Déjà, les preuves de sa curiosité et de son appétit de savoir sont là. En 1945, sa famille s’installe en banlieue parisienne à Montreuil, prenant la gérance d’un café. Le brillant élève finit par intégrer Normale Sup. C’est son premier roman, Lézard, publié en 1957 dans l’indifférence générale, qui l’amène indirectement au cinéma, après un détour de vingt-huit mois comme appelé en Algérie. Son éditeur, Robert Laffont, lui présente Jacques Tati et son assistant, Pierre Étaix. Avec ce dernier, il partage en 1963 l’oscar du court métrage pour Heureux anniversaire, écrit et réalisé de concert. Le circassien cinéaste et le scénariste deviennent indissociables (le Soupirant, Yoyo, Tant qu’on a la santé, le Grand Amour).

Le scénario comme un document de travail appelé à finir à la poubelle

Il a mis un pied dans le septième art et s’ancre solidement dans le paysage. Sa rencontre avec Luis Bunuel au début des années 1960 est décisive. Ils adaptent le roman le Journal d’une femme de chambre, d’Octave Mirbeau, en 1964 . Cinq autres films suivent, dont les mythiques Belle de jour, le Charme discret de la bourgeoisie et Cet obscur objet du désir. Pendant ce compagnonnage prolifique, Carrière signe aussi des scénarios pour Louis Malle (Viva Maria et le Voleur), Jacques Deray (la Piscine, Borsalino et Un homme est mort), Milos Forman (Taking Off), Marco Ferreri (Liza), Patrice Chéreau (la Chair de l’orchidée) et Volker Schlöndorff (le Tambour, palme d’or en 1979). On a vu pire pour mettre en images ses mots. Il bénéficie d’une belle aura critique et publique. Carrière sait mettre de l’huile dans les rouages. Il adapte, invente, dépoussière, densifie, coupe pour servir au mieux le récit et son réalisateur, considérant le scénario comme un document de travail appelé à finir à la poubelle une fois le film terminé.

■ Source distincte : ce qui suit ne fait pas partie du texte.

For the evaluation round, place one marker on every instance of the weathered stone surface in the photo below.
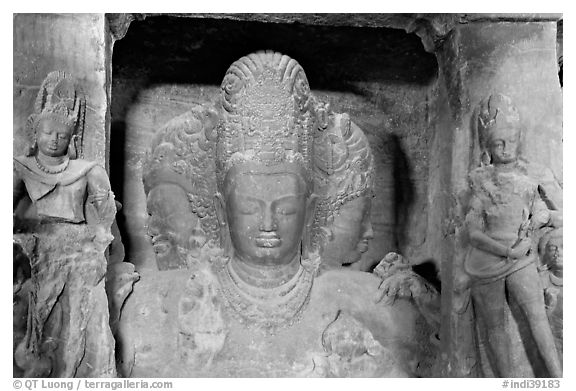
(67, 329)
(518, 59)
(384, 84)
(74, 43)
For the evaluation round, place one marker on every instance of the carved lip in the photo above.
(362, 246)
(268, 241)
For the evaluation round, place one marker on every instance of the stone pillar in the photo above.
(514, 55)
(74, 43)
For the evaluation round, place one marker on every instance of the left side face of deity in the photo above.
(504, 145)
(53, 137)
(352, 231)
(266, 212)
(553, 253)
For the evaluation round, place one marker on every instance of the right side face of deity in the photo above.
(171, 223)
(352, 231)
(266, 212)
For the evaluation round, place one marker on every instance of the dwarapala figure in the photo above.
(71, 209)
(505, 211)
(344, 178)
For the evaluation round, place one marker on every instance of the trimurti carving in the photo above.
(72, 211)
(505, 213)
(255, 305)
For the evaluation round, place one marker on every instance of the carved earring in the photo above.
(485, 158)
(72, 150)
(32, 149)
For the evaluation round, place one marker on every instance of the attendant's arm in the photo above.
(475, 221)
(18, 187)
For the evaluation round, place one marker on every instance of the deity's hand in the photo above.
(395, 286)
(521, 249)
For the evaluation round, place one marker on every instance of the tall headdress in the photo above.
(62, 100)
(267, 113)
(495, 113)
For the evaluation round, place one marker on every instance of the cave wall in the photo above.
(382, 77)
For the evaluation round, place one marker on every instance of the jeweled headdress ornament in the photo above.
(62, 100)
(267, 113)
(496, 113)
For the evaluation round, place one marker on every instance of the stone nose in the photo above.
(268, 222)
(369, 232)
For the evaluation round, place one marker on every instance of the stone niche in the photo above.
(382, 77)
(412, 82)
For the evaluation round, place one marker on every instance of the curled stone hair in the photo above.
(495, 113)
(61, 100)
(267, 114)
(344, 169)
(182, 153)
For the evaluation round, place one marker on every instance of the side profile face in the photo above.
(53, 137)
(553, 253)
(504, 146)
(171, 223)
(266, 211)
(352, 231)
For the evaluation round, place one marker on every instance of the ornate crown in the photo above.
(59, 99)
(267, 113)
(496, 112)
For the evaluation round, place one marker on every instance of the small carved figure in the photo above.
(504, 211)
(72, 211)
(400, 281)
(551, 273)
(344, 175)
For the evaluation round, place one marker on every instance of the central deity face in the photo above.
(504, 145)
(266, 211)
(53, 137)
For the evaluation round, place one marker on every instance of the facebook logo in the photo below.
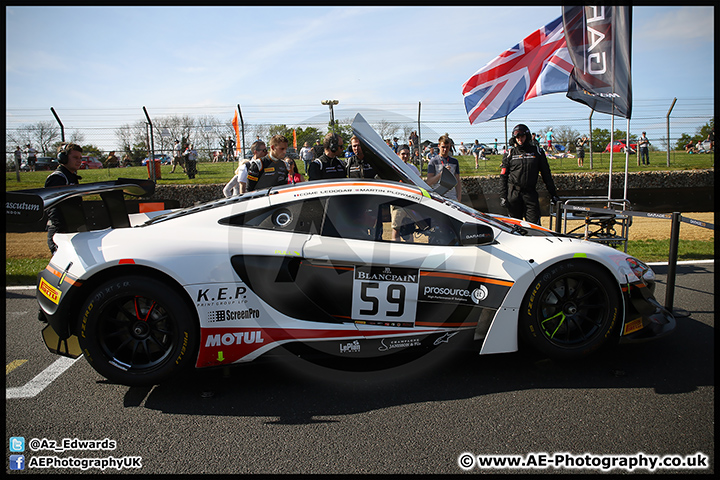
(17, 462)
(17, 444)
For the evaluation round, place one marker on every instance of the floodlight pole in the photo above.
(62, 129)
(332, 113)
(667, 126)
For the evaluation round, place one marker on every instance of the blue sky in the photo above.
(102, 64)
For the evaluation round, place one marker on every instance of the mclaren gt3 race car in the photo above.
(351, 268)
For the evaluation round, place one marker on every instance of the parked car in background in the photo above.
(42, 163)
(619, 146)
(89, 162)
(164, 159)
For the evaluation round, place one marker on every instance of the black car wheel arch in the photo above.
(572, 309)
(138, 331)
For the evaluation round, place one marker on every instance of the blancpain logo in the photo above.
(385, 276)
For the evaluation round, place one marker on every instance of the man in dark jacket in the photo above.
(357, 167)
(519, 174)
(70, 160)
(270, 170)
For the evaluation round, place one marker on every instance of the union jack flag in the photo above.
(538, 65)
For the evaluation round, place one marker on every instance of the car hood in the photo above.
(386, 162)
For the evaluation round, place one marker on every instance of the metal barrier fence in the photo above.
(209, 133)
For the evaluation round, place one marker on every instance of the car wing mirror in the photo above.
(447, 181)
(476, 234)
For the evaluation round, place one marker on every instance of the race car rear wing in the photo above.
(28, 206)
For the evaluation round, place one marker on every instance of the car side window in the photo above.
(299, 217)
(379, 218)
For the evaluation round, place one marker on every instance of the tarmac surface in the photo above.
(654, 400)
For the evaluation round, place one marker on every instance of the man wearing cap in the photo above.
(519, 174)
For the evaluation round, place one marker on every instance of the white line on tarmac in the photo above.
(42, 380)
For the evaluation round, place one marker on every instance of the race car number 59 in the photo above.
(385, 294)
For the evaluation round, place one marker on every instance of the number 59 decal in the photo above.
(385, 295)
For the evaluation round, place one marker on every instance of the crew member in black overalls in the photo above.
(357, 166)
(70, 160)
(328, 165)
(271, 170)
(519, 175)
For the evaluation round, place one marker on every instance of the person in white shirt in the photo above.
(238, 184)
(307, 155)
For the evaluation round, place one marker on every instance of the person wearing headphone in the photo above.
(519, 175)
(69, 159)
(328, 165)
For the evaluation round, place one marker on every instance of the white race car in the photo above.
(341, 269)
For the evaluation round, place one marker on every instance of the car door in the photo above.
(356, 273)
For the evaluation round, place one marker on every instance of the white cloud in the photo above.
(676, 27)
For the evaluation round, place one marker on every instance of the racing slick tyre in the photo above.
(137, 331)
(571, 310)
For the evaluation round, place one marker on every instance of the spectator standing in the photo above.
(270, 170)
(112, 160)
(328, 165)
(307, 155)
(293, 173)
(32, 157)
(519, 175)
(191, 161)
(69, 159)
(549, 136)
(404, 154)
(18, 157)
(443, 161)
(581, 142)
(357, 167)
(178, 156)
(643, 145)
(476, 153)
(238, 184)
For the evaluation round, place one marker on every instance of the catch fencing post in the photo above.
(151, 145)
(667, 125)
(672, 261)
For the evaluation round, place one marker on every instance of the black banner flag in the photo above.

Les années 1980 commencent comme la décennie précédente s’est achevée. Sur les chapeaux de roues. Il travaille avec Jean-Luc Godard pour Sauve qui peut (la vie), de nouveau avec Volker Schlöndorff (le Faussaire), participe au monument d’Andrzej Wajda, Danton, et décroche le césar du scénario avec le Retour de Martin Guerre, de Daniel Vigne, en 1983. En plus de ses activités d’écriture, il dirige également de 1986 à 1996 la Femis, la nouvelle école de formation aux métiers du cinéma, remplaçant la moribonde Idhec. Pas de quoi le conduire à freiner la cadence.

En 1985, son adaptation du poème fleuve de la mythologie hindoue, le Mahâbhârata, mis en scène par Peter Brook dans un spectacle de neuf heures, électrifie le Festival d’Avignon. Carrière ne s’interdit aucun genre. Son talent continue d’attirer les cinéastes. Nagisa Ôshima pour Max mon amour, Philipp Kaufmann pour l’Insoutenable Légèreté de l’être et Milos Forman pour Valmont. Il dompte le chef-d’œuvre de Rostand, Cyrano de Bergerac, réalisé par Jean-Paul Rappeneau. Cet athée viscéral interroge les dérives religieuses dans le roman la Controverse de Valladolid, qui passe ensuite du théâtre au petit écran. Dans ses derniers écrits, on lui doit des collaborations avec Atiq Rahimi et Philippe et Louis Garrel, signe que sa patte n’avait pas fini de fasciner les cinéastes.